Tel Aviv’s upcoming Tu Be’av program is all about love.

tThe ‘Mystery-Clad Romances in Sarona’ tour. (photo credit: YACHATZ)
tThe ‘Mystery-Clad Romances in Sarona’ tour.
(photo credit: YACHATZ)
As far as Omri Shalmon is concerned, Tel Aviv’s upcoming Tu Be’av program is all about love – love between couples, and love for the buildings in which we live, love and work.
As chairman of the Council for Conservation of Heritage Sites in Israel (CCHSI), Shalmon has a vested interest in the event, which is taking place this Thursday under the title “Love and the City.” The program offers a glimpse of Tel Aviv’s century-old heritage through theater, dance, music and poetry – as well as accounts of some of the great local love stories.
According to Shalmon, you can’t have buildings without love, and vice versa.
“It is a triangle, and the parts can’t exist without one another,” he states. “A house or building cannot exist without the people who live in it or use it, the person cannot exist without the building, and neither can live without love. As human beings, we love each other, our families and the things we create.”
Our domiciles, workplaces and houses of culture, then, are far more than just bricks and mortar, and that accrued emotional, existential and historical zeitgeist will be celebrated on Thursday.
“A building means depth,” declares the CCHSI chairman.
“Buildings mean foundations, in all senses. A building stands on its foundations, and foundations mean roots. A building also stands on its past.”
Indeed, there is plenty of history in Thursday’s lineup, as the city unfolds the colors, personalities and events of Tel Aviv folklore – from its diminutive beginnings in the first decade of the 20th century, through the momentous cultural and political shifts of the past century. The program will take place at a wide range of venues from 6 p.m. to 10 p.m.
Beit Rokach, for example – which nestles in one of the cozier streets of Neveh Tzedek, a neighborhood that predates the founding of Tel Aviv by over 20 years – will host the theater show An Hour in the Sands, in which actors will use puppets and wacky props to tell the story of the area’s earliest days in a loving and comedic manner.
There will be further amorous content at Beit Yosef Bau. The site’s namesake, who died in 2002 at the age of 82, was one of the country’s most creative minds. A Polish-born Holocaust survivor, Bau was one of Israel’s first animators, caricaturists and illustrators, and created Hebrew fonts that were used in scores of commercials, TV shows and movies over the years. He was also a talented writer, and the “Art and Love” slot, which will take place at Bau’s former studio on Berdichevsky Street, will feature some of today’s leading people of letters performing readings of his love poetry. They will also read works of their own that were inspired by Bau.

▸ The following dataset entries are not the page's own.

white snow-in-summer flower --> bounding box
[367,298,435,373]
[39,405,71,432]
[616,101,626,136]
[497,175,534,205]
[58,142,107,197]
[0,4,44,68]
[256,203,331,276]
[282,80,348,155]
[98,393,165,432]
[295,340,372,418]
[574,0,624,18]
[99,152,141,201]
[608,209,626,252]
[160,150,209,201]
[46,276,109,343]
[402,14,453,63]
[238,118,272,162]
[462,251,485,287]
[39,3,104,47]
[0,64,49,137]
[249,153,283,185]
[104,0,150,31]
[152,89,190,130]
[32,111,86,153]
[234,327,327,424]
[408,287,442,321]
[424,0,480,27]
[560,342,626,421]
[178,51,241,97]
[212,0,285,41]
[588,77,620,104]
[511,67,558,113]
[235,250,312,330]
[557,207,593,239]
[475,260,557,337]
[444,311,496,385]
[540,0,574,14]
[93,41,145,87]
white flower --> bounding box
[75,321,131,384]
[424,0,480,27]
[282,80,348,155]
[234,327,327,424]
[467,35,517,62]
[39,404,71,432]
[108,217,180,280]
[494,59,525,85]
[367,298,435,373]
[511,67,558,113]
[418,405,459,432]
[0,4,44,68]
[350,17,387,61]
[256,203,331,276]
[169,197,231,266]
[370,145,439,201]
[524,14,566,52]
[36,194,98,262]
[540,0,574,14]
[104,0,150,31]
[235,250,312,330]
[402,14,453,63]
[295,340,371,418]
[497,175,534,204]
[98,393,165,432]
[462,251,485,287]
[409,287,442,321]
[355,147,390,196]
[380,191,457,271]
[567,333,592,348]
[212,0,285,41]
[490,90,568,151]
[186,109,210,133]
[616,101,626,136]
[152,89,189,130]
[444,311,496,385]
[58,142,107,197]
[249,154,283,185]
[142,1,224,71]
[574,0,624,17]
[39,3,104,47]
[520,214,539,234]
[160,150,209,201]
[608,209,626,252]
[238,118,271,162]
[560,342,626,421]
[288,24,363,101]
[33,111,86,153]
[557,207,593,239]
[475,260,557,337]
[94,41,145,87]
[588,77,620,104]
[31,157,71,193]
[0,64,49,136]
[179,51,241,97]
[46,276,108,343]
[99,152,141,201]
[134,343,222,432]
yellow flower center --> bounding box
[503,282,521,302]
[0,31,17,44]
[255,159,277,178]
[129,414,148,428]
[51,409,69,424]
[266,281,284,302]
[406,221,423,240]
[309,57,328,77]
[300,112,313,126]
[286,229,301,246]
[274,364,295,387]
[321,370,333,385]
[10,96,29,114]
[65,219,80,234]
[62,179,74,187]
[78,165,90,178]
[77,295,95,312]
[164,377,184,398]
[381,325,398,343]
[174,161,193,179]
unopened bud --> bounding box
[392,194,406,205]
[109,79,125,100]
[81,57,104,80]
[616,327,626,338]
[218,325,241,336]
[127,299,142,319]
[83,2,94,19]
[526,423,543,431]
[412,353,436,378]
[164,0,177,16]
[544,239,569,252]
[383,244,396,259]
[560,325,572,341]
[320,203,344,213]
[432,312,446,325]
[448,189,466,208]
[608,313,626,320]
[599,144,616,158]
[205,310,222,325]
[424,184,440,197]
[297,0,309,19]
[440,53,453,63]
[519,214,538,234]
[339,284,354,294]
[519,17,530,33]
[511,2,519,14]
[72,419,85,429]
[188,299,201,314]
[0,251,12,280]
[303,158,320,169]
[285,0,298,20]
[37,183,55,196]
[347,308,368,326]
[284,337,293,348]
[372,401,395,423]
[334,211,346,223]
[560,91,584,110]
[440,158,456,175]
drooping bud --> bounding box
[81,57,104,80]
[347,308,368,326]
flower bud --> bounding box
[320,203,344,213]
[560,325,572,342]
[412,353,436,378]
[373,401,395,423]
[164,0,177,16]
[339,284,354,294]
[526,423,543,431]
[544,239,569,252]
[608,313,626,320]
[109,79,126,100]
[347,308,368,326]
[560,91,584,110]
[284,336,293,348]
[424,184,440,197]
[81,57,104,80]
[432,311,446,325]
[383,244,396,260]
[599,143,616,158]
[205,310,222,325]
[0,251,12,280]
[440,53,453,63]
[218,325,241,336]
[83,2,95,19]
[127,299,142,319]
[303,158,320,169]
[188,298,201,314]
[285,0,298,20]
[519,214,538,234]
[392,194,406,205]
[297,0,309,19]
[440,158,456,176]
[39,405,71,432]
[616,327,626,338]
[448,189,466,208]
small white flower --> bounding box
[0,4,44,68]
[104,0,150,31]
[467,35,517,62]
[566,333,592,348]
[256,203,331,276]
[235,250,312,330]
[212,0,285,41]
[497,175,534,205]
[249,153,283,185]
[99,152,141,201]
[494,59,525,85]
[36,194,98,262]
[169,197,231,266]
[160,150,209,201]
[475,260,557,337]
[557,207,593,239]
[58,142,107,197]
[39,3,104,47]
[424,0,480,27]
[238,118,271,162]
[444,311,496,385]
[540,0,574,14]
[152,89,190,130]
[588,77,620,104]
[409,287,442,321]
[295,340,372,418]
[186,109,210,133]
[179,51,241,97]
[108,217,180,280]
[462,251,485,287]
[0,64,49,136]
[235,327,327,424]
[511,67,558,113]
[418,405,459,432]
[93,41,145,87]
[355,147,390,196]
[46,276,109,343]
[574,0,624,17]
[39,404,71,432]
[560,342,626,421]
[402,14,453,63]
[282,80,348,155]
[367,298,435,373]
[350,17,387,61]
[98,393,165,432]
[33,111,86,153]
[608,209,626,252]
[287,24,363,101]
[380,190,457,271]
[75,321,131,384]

The evening’s cultural slots feature an abundance of women- oriented events as well. Independence Hall on Rothschild Boulevard – the original home of the Tel Aviv Museum, as well as the site where the State of Israel was officially declared – will host the “Women Create Art with Love” gig, which will tell the tale of some of the city’s leading female artists. Meanwhile, to the south, visitors to Holon’s Hosmasa Museum will be able to enjoy Women of the Hagana Tell their Story, a theatrical show portraying the story of the Hagana from a woman’s perspective.
While “Love and the City” is basically about years gone by, Shalmon maintains that the city’s structures continue to live and breathe – and exhale – all the dynamics they have imbibed over the past century or so.

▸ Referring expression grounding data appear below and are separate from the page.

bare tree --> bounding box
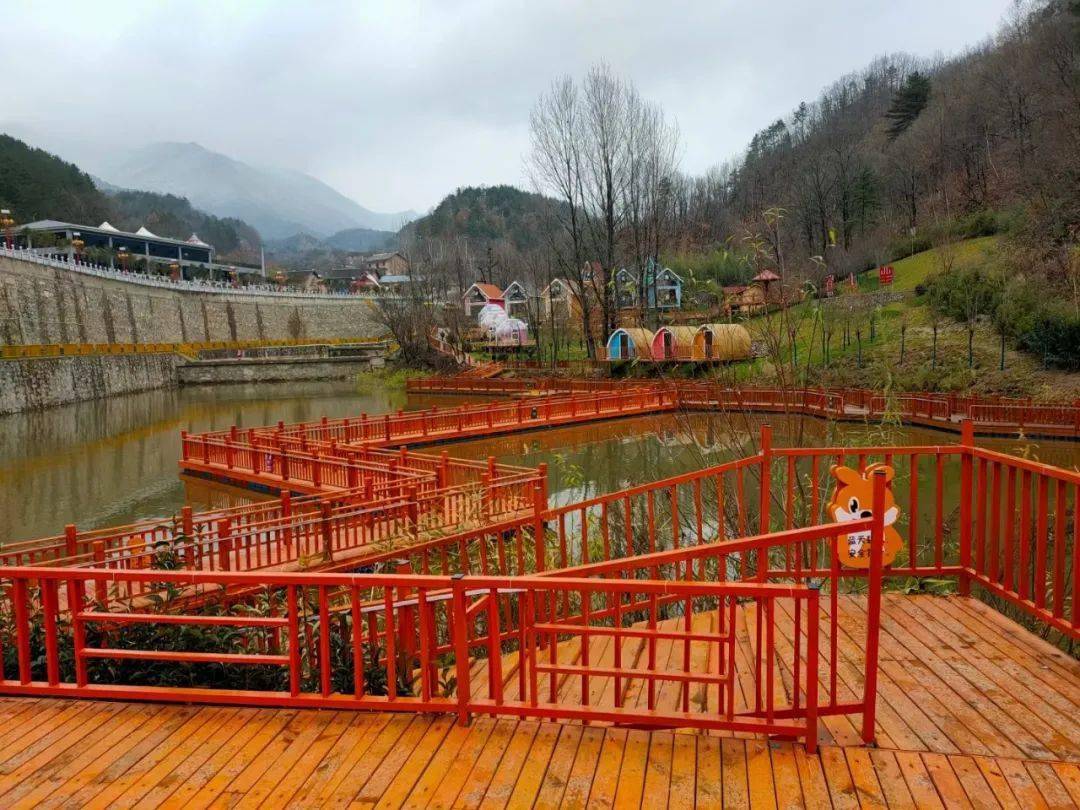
[527,64,681,353]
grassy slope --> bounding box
[724,236,1080,400]
[500,236,1078,399]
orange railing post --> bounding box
[958,420,974,597]
[281,491,293,554]
[12,577,31,684]
[217,519,233,571]
[805,585,820,754]
[320,502,334,561]
[181,506,196,568]
[64,524,77,558]
[861,468,887,746]
[757,425,773,581]
[537,462,549,510]
[92,542,107,606]
[451,577,472,726]
[406,486,419,533]
[533,484,547,571]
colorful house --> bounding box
[502,281,530,319]
[692,324,752,361]
[539,278,579,321]
[615,262,683,312]
[606,328,655,361]
[650,325,699,360]
[463,283,505,317]
[644,263,683,310]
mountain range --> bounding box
[93,142,417,240]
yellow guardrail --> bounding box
[0,336,386,360]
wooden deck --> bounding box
[0,595,1077,808]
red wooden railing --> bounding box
[0,494,880,750]
[965,445,1080,639]
[1,405,1077,749]
[407,376,1080,438]
[326,427,1077,644]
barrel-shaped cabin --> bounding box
[650,326,698,361]
[692,324,752,361]
[606,328,655,361]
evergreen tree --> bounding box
[884,72,931,139]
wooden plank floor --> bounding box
[0,595,1076,808]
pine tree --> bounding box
[884,72,931,140]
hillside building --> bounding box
[463,282,505,317]
[19,219,227,275]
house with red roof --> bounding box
[463,282,506,317]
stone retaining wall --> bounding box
[0,256,386,346]
[177,356,384,385]
[0,354,180,414]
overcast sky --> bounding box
[1,0,1015,214]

“No building is a standalone. If you look at archeology, you can discover a wall or the remains of a building, but the remains have a story to tell, about the people who loved and worked there, about everyone who passed through. The words people spoke, the thoughts they had – all that makes the building what it is today. It is fascinating to try and imagine why a house looks the way it does – why it was built in a particular shape, and why it has a particular number of floors.

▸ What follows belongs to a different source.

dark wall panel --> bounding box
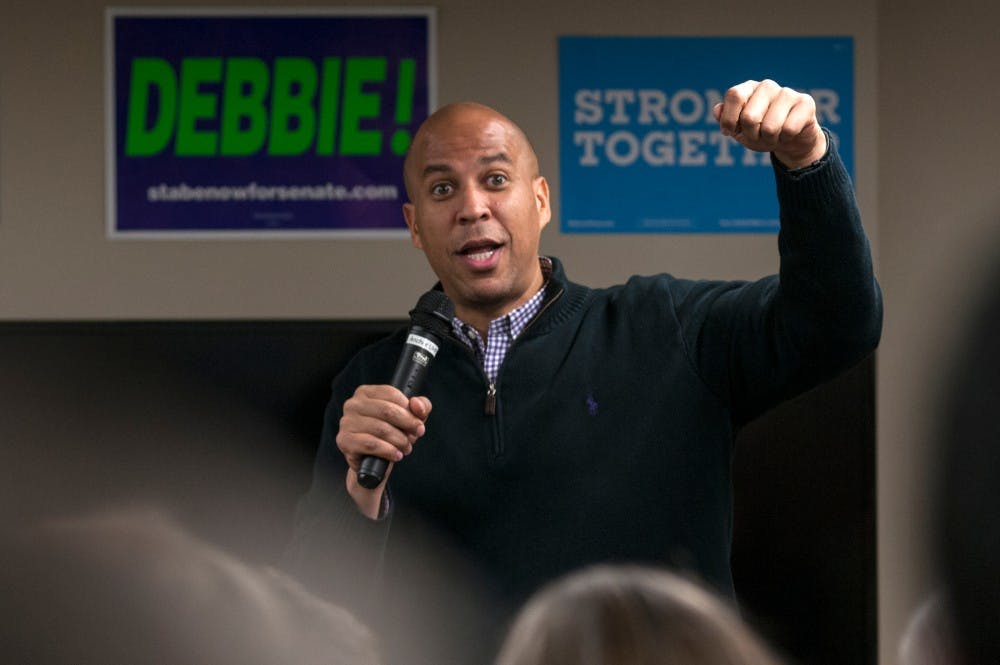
[1,321,874,665]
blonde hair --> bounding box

That is part and parcel of what we have today.”
Tel Aviv has plenty of stories to tell – stories of national historical import, of intrigue and a broad spectrum of interpersonal relationships. All of that comes into play in the theater show Love Between the Lines, which the Kirkara (Chariot) Theater group will perform at the Lehi Museum. It portrays an intricate tale of love between a man and a woman, and of patriotism, friendship and comradeship between brothers in arms.
A member of the political hegemony will get in on the act on Thursday as well: Culture and Sport Minister Miri Regev will join veteran radio personality Dan Canner and singer Varda Goldberger in the program “Madrigal – The Woman with Him” at the Jabotinsky Museum, in conjunction with the Irgun Zva’i Leumi Museum. The lineup is based on the long-running romance between Yohana and Ze’ev Jabotinsky, and includes a lecture, as well as readings of letters and poetry.
There is also a peripatetic item on the agenda, in the form of “He Loved Her and She Loved Him – Mystery-Clad Romances in Sarona.” The tour will take participants along the alleyways of the recently revamped Sarona district, and while getting an eyeful of the picturesque renovated buildings there, the public will hear fascinating stories of secret love affairs – for example, between a member of the German Templer community and a Scottish army officer, and between a member of the pre-state Hagana and a British soldier.
It looks like there is plenty of interest, fun, excitement and intrigue in the cards for Thursday’s evening out, and all under a quintessentially romantic full moon.